(L-R): Katharine Morris and Daniel Trust at Triangle Community Center's Visionary Gala in 2017.
Life is very interesting. Just when you think it’s the end of the world because you are going through so much—something good happens to you—that has always been the story of my life.
This year has been very kind to me, but it has also been very challenging.
Leading an award-winning youth development nonprofit organization that is making a big impact in the community is not the easiest thing to do. As much as it seems like I have everything together, the reality is, I don’t. I still have moments where I doubt myself and fear that I might fail.
But, just when I feel like I’m not doing enough, something good happens.
Last week, I received a surprise phone call from my friend Anthony Crisci, who serves as the Executive Director of Triangle Community Center in Norwalk, Connecticut and is a member of Daniel Trust Foundation’s Advisory Board and Monthly Giving Program.
Anthony called to let me know that Triangle Community Center Board of Directors had selected me to receive the Marge Foster Commitment to Service Award at the organization’s 12th Annual Visionary Gala on September 29th in Stamford, Connecticut and wanted to know if I would accept the award.
If you know me, you know I said “Oh My God” like a million times.

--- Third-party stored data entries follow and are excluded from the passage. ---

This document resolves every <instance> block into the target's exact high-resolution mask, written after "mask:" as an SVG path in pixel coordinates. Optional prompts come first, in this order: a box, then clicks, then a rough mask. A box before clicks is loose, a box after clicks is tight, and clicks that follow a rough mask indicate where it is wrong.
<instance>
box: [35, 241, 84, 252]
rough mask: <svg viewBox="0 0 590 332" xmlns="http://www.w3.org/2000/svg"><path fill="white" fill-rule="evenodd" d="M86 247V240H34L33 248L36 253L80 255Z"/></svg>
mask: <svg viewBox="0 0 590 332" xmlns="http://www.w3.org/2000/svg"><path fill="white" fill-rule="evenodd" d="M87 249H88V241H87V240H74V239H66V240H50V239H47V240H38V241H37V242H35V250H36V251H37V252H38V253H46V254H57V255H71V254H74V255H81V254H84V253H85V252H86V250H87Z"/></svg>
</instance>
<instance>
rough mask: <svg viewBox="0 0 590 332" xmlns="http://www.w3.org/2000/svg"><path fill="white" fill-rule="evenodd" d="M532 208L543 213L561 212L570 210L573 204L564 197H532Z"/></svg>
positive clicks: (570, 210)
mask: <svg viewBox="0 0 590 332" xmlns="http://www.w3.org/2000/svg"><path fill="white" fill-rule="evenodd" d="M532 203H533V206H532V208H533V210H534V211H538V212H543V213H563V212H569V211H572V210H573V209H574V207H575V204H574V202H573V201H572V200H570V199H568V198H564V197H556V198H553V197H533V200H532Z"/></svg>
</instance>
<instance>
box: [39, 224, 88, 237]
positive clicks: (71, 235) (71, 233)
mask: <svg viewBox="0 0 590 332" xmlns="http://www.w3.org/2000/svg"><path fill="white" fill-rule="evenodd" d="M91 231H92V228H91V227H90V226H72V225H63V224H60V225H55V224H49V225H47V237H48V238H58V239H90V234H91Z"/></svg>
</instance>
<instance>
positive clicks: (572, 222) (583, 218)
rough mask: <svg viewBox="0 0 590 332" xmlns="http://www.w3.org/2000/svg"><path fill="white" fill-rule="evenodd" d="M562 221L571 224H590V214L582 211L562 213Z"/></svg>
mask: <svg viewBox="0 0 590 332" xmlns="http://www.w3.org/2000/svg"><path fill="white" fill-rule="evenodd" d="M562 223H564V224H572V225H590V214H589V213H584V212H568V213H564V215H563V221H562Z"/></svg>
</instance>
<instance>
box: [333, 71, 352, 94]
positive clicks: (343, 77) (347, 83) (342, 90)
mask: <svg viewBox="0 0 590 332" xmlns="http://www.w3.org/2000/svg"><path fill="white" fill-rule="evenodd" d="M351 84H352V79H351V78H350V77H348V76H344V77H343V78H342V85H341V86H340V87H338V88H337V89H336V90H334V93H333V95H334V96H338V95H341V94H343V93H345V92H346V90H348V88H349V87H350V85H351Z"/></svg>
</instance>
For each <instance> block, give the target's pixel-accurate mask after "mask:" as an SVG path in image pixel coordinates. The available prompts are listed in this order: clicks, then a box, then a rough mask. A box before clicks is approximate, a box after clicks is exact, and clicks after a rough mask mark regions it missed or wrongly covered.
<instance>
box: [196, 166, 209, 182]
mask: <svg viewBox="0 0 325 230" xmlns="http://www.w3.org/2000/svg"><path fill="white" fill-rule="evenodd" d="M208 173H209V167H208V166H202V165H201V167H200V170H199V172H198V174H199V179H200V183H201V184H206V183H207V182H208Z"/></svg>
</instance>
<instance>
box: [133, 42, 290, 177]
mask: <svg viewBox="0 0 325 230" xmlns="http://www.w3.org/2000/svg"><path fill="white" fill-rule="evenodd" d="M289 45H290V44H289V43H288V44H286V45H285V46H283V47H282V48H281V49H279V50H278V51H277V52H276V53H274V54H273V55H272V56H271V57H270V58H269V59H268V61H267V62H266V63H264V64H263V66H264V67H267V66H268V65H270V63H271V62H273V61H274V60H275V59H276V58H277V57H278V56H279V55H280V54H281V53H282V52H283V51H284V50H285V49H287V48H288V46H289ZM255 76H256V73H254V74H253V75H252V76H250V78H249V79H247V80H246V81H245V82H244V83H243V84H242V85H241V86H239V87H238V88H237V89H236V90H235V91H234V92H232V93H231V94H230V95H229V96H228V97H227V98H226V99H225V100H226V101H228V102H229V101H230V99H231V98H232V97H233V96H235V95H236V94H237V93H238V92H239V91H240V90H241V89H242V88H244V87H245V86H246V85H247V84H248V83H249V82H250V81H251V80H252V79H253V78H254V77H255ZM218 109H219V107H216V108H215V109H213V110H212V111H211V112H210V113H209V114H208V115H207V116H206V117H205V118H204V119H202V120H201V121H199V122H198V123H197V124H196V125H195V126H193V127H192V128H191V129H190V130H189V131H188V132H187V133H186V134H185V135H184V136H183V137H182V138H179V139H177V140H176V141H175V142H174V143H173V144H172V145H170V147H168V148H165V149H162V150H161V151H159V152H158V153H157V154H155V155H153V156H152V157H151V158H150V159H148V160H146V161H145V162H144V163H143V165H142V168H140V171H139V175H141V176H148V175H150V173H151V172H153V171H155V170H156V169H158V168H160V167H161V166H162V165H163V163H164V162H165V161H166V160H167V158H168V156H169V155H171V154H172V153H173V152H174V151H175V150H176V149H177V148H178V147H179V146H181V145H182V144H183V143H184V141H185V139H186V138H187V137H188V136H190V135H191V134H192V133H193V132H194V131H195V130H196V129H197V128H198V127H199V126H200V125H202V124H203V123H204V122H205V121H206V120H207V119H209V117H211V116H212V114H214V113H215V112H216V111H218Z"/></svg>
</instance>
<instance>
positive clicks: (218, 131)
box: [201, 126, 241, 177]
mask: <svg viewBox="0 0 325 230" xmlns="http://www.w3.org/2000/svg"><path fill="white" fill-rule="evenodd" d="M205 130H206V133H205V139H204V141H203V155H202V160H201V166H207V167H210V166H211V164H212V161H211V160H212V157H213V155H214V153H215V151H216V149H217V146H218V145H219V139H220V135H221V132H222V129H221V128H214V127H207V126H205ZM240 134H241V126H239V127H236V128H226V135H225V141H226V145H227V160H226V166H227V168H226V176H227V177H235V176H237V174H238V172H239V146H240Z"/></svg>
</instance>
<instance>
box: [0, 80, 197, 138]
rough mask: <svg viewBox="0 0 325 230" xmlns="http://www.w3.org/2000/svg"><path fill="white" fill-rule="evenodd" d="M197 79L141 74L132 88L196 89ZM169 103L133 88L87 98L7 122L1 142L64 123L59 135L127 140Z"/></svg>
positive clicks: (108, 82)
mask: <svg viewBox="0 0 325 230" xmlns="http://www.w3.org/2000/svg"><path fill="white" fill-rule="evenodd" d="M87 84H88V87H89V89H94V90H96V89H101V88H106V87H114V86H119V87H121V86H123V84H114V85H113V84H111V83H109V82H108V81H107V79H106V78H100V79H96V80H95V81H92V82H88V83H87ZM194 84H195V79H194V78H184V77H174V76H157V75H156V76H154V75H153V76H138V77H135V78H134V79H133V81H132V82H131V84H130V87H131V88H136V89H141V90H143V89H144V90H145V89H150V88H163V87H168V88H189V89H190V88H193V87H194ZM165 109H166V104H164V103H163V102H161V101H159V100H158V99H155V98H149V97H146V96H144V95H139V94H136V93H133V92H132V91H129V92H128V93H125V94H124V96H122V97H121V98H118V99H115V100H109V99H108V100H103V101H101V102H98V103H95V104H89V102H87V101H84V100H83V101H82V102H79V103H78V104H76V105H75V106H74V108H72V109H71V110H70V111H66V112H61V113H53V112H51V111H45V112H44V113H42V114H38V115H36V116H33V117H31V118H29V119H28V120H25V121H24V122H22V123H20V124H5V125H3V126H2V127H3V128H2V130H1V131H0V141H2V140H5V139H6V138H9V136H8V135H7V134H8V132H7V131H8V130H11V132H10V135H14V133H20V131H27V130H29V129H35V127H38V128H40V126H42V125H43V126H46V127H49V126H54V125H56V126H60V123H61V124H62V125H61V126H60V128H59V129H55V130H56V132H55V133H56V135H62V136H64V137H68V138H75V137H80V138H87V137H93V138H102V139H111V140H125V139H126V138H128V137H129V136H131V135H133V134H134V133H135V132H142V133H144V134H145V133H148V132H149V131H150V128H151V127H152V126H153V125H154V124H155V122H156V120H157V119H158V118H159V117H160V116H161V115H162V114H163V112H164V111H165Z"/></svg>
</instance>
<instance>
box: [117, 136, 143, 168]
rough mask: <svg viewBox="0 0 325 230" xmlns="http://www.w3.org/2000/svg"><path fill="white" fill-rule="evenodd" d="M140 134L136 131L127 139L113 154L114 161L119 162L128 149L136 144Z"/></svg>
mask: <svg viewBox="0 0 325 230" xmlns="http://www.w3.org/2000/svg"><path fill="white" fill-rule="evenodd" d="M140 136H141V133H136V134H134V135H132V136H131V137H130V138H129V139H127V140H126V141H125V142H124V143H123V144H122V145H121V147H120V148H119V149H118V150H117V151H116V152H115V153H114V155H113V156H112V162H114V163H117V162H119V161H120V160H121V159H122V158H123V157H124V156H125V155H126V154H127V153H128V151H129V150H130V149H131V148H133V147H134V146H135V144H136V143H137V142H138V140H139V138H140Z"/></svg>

I was so shocked and surprised as I was not expecting to receive such a prestigious award at this moment.
Anthony told me that Marge Foster was a volunteer at Triangle Community Center and gave back to other organizations supporting the LGBTQ community and those living with HIV/AIDS. He said Marge exemplified service at its very best, demonstrating compassion and dedication for the causes she supported and the people who needed her help.
I’m so honored to be receiving this award from Triangle Community Center.

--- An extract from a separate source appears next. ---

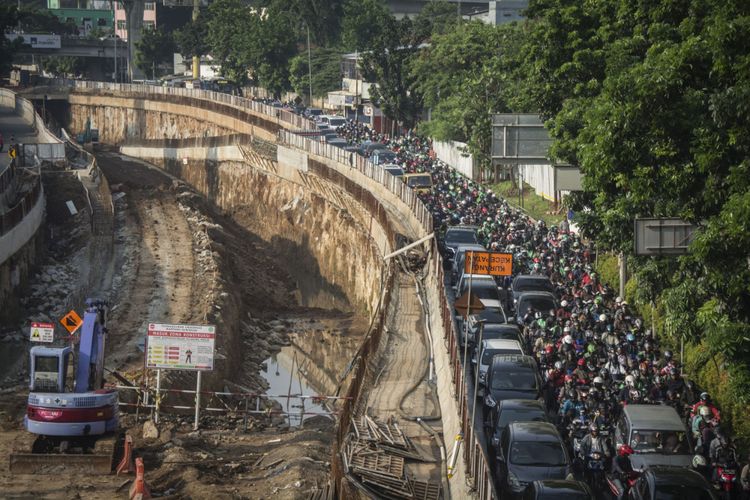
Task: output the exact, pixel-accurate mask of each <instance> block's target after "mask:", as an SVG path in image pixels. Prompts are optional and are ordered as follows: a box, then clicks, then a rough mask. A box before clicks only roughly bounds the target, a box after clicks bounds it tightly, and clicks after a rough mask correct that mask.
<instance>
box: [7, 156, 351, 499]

Triangle Community Center directly serves the LGBTQ community in Fairfield County. When a young adult in Norwalk is kicked out of their home simply for who they are, TCC is there for them. Working out of a new drop-in facility that provides a safe space off the streets, TCC works directly with these individuals to get them placed in a housing program that affirms their identity.
As an advocate for low-income youth, especially those that identify as first generation college students, refugees and members of the LGBTQ community, I admire the work Anthony and his team do at TCC. When I accept this award on September 29th, I will accept it on behalf of all the young people that I have worked with who are afraid to live their true lives because of the fear of being rejected and disowned by their families and communities.